In late 2015, I wrote an article for Palisades Hudson’s Sentinel newsletter examining the trend toward state-mandated employee retirement plans. As I explained then, state legislators across the country saw facilitating greater retirement savings as a prudent way to reduce the potential strain on the state’s social safety net. People who have sufficient retirement savings are less likely to end up on Medicaid or other social support programs, so state legislators viewed developing and administering such plans as a prudent preventative measure.
Led by California, over half the states in the country have either introduced or adopted legislation that would create some form of plan for private sector workers administered or overseen by the state. While the plans’ details vary, many of them were designed to take advantage of the Labor Department rule in question. That rule exempted state-backed IRAs with automatic worker enrollment from Employee Retirement Income Security Act (ERISA) regulations as long as participation remained voluntary and workers had a mechanism to opt out. In many states, the Labor Department rule reassured lawmakers that the state budget would not have to accommodate potentially costly ERISA compliance. After all, for many states, the entire point of pursuing such plans was to reduce strains on cash-strapped public finances.
However, this rule is now set to vanish. As part of the push to strike down Obama-era rules using the Congressional Review Act, in February the House of Representatives passed a resolution to scrap the Labor Department regulation exempting state-run plans from ERISA requirements. The Senate narrowly approved this resolution in early May, and President Trump is expected to sign it into law. He signed a similar resolution, in mid-April, which revoked a rule that exempted plans run by cities and municipalities from ERISA requirements in almost exactly the same way.
Many supporters of state-run retirement savings options feared that rolling back these rules would prevent the plans from moving forward. Yet as The Wall Street Journal reported, several states – including Oregon – have said they will proceed even without the Labor Department rule.
Under Congressional Review Act rules, agencies cannot enact regulations similar to the ones legislators struck down. This means that plans like Oregon’s, which will operate on an opt-out basis for employees, will be vulnerable to legal challenges and cannot expect regulatory shielding at the federal level. Officials in Oregon, as well as in Illinois and Maryland, have expressed confidence that the states will win in court even without such regulatory support.
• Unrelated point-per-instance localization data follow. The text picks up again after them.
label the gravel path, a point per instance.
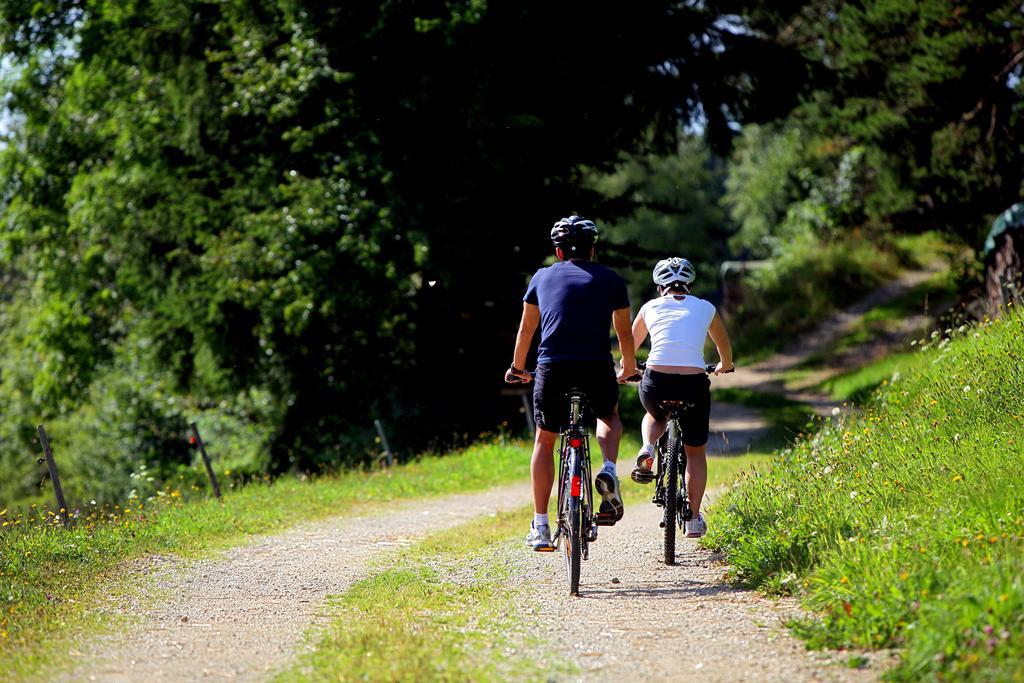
(766, 375)
(243, 615)
(639, 620)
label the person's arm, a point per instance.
(639, 332)
(722, 343)
(621, 321)
(527, 326)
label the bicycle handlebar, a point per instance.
(643, 366)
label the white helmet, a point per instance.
(672, 270)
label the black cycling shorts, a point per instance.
(553, 381)
(694, 389)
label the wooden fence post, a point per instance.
(387, 449)
(206, 459)
(528, 411)
(57, 491)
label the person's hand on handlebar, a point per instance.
(515, 376)
(628, 374)
(720, 369)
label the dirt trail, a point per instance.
(659, 623)
(766, 375)
(243, 615)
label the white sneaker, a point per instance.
(539, 538)
(695, 527)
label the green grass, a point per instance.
(786, 418)
(49, 577)
(902, 526)
(858, 385)
(807, 282)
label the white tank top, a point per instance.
(678, 330)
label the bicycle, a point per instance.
(577, 520)
(670, 487)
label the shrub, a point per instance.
(901, 525)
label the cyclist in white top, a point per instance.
(679, 324)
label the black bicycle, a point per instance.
(577, 520)
(670, 479)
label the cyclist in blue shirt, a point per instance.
(573, 303)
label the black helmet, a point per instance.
(573, 231)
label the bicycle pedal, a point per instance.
(605, 518)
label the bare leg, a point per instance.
(542, 469)
(609, 433)
(696, 475)
(651, 429)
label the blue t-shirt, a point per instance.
(576, 300)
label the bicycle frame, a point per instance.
(574, 493)
(673, 431)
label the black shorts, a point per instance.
(694, 389)
(553, 381)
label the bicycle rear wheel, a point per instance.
(671, 509)
(569, 517)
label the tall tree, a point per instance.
(334, 204)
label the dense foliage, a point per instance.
(261, 211)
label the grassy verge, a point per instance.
(49, 577)
(786, 419)
(443, 610)
(858, 385)
(902, 526)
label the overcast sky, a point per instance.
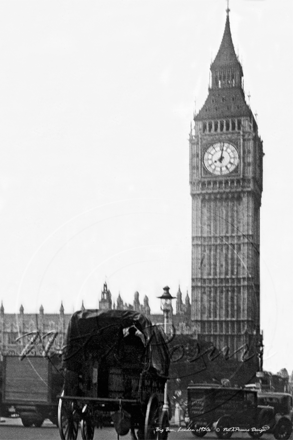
(96, 101)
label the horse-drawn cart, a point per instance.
(114, 362)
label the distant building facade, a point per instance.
(45, 330)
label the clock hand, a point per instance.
(222, 156)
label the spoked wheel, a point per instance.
(68, 420)
(87, 424)
(222, 428)
(152, 419)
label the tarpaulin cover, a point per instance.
(100, 333)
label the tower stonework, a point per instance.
(226, 156)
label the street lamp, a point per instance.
(166, 305)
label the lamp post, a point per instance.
(166, 305)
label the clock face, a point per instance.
(221, 158)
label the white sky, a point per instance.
(96, 100)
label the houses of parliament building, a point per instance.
(226, 183)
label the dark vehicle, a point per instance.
(31, 386)
(117, 362)
(281, 423)
(226, 410)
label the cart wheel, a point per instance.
(87, 426)
(87, 429)
(152, 419)
(222, 428)
(198, 431)
(67, 420)
(283, 429)
(26, 422)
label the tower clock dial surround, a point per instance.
(221, 158)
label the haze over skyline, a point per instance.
(96, 104)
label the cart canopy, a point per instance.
(100, 334)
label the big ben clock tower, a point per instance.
(226, 187)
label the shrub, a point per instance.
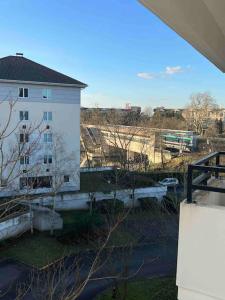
(170, 205)
(109, 206)
(149, 203)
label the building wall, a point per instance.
(15, 226)
(64, 104)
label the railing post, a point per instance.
(217, 164)
(189, 184)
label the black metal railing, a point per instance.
(204, 169)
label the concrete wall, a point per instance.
(46, 219)
(201, 263)
(14, 226)
(69, 201)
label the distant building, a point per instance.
(168, 112)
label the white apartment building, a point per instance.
(39, 127)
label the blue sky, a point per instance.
(122, 51)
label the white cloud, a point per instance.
(146, 75)
(173, 70)
(168, 71)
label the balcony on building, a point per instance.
(201, 250)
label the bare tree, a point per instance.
(198, 111)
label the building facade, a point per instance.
(39, 127)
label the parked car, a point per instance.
(169, 182)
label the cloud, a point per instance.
(173, 70)
(145, 75)
(168, 71)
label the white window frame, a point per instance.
(48, 93)
(48, 158)
(24, 113)
(47, 116)
(46, 138)
(24, 160)
(21, 97)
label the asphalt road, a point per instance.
(154, 259)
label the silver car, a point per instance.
(169, 182)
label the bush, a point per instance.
(109, 206)
(170, 205)
(149, 203)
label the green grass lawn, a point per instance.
(35, 250)
(147, 289)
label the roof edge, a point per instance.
(83, 85)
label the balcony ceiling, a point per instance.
(200, 22)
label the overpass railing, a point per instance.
(204, 169)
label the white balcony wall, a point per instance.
(201, 253)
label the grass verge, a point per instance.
(146, 289)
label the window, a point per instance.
(24, 160)
(23, 92)
(24, 137)
(48, 137)
(48, 159)
(46, 93)
(47, 116)
(36, 182)
(24, 115)
(66, 178)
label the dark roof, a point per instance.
(23, 69)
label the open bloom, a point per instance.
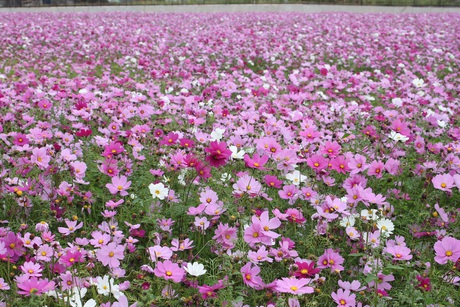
(447, 249)
(119, 184)
(158, 190)
(218, 153)
(294, 286)
(344, 298)
(443, 182)
(195, 269)
(111, 254)
(169, 270)
(251, 276)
Some plans, such as those developed in Washington and New Jersey, will offer marketplaces where financial service companies can voluntarily offer low-cost plans to small businesses; these plans will not be affected, and are also likely to move forward.
Oregon state Treasurer Tobias Read told The Wall Street Journal that Oregon would continue to roll out its plan because “the need to address the oncoming retirement crisis is too great.”
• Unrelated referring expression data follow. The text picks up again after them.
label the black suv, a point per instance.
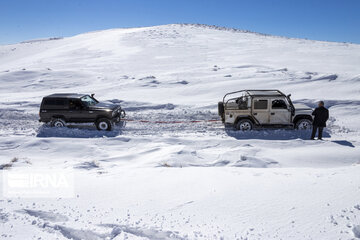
(61, 108)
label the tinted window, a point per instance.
(54, 102)
(75, 104)
(278, 104)
(260, 104)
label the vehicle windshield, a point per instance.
(88, 101)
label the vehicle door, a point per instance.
(76, 111)
(260, 110)
(280, 112)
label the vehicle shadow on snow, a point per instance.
(77, 131)
(272, 134)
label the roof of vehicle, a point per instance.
(66, 95)
(258, 93)
(264, 93)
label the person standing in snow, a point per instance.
(321, 115)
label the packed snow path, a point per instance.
(185, 180)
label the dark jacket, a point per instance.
(321, 115)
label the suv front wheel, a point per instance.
(244, 125)
(103, 124)
(58, 122)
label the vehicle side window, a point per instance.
(75, 104)
(54, 102)
(260, 104)
(278, 104)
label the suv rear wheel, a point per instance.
(103, 124)
(244, 125)
(303, 124)
(58, 122)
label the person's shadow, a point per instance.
(78, 131)
(344, 143)
(272, 134)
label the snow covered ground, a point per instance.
(185, 180)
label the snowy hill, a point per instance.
(189, 180)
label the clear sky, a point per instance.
(330, 20)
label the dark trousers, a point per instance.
(315, 128)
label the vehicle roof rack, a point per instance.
(258, 92)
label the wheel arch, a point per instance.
(238, 118)
(102, 116)
(58, 116)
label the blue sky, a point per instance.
(328, 20)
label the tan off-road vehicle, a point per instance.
(248, 109)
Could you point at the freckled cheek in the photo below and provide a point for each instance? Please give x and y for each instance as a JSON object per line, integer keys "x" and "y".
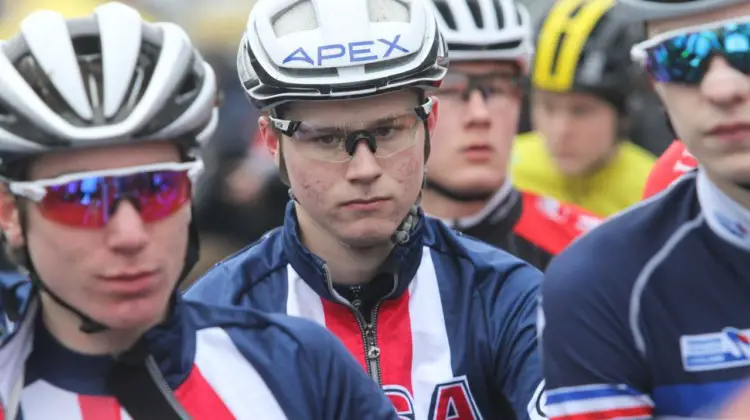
{"x": 313, "y": 183}
{"x": 407, "y": 170}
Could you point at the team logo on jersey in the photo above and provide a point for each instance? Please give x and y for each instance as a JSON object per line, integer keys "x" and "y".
{"x": 453, "y": 400}
{"x": 734, "y": 227}
{"x": 401, "y": 400}
{"x": 729, "y": 348}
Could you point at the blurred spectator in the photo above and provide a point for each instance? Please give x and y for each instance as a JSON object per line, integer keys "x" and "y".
{"x": 582, "y": 88}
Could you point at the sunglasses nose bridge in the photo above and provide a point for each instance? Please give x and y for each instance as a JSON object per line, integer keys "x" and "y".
{"x": 115, "y": 202}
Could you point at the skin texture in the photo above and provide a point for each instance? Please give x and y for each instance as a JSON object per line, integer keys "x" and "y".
{"x": 476, "y": 122}
{"x": 723, "y": 97}
{"x": 75, "y": 263}
{"x": 578, "y": 129}
{"x": 352, "y": 241}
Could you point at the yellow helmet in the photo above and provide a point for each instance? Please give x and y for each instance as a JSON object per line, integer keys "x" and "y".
{"x": 582, "y": 46}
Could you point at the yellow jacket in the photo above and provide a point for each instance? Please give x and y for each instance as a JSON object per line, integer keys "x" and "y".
{"x": 610, "y": 189}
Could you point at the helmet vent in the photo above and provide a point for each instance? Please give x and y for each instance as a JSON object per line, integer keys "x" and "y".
{"x": 476, "y": 13}
{"x": 298, "y": 17}
{"x": 445, "y": 12}
{"x": 387, "y": 11}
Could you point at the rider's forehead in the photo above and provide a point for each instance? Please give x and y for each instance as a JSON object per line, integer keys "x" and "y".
{"x": 657, "y": 27}
{"x": 483, "y": 67}
{"x": 341, "y": 112}
{"x": 52, "y": 165}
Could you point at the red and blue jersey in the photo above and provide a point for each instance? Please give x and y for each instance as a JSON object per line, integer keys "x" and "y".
{"x": 219, "y": 364}
{"x": 455, "y": 338}
{"x": 647, "y": 315}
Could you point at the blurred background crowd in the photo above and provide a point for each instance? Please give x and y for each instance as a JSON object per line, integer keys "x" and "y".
{"x": 241, "y": 197}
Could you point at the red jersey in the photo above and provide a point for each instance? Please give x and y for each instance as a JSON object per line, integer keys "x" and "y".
{"x": 674, "y": 162}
This is not to say that the resolution, soon to be law, striking down the rule has had no effect. A state-run plan proposal recently failed in the Montana Legislature when opponents cited apparent congressional opposition to such programs. Some states will doubtless wait to see how potential court challenges play out before moving forward. And some are exploring other models entirely in an effort to work around the new regulatory hurdles.
According to Forbes, 55 million Americans currently don’t have a way to save for retirement through their workplaces. And while experts differ on the severity of “the retirement gap” – that is, the difference between how much American workers should be saving and how much they actually are – most agree that an opt-out system increases participation in savings programs. State-mandated retirement savings are not a cure-all, but they could make it easier to save for many people nationwide.
Mandated retirement savings plans certainly come with both costs and potential drawbacks. But many state lawmakers have found that these are outweighed by the potential benefits to their constituents and to their states’ finances. It is heartening to see that many of these programs will press ahead despite a congressional roadblock. With luck, they will stand up to any forthcoming legal scrutiny and help private sector workers in Oregon, and across the country, for decades to come.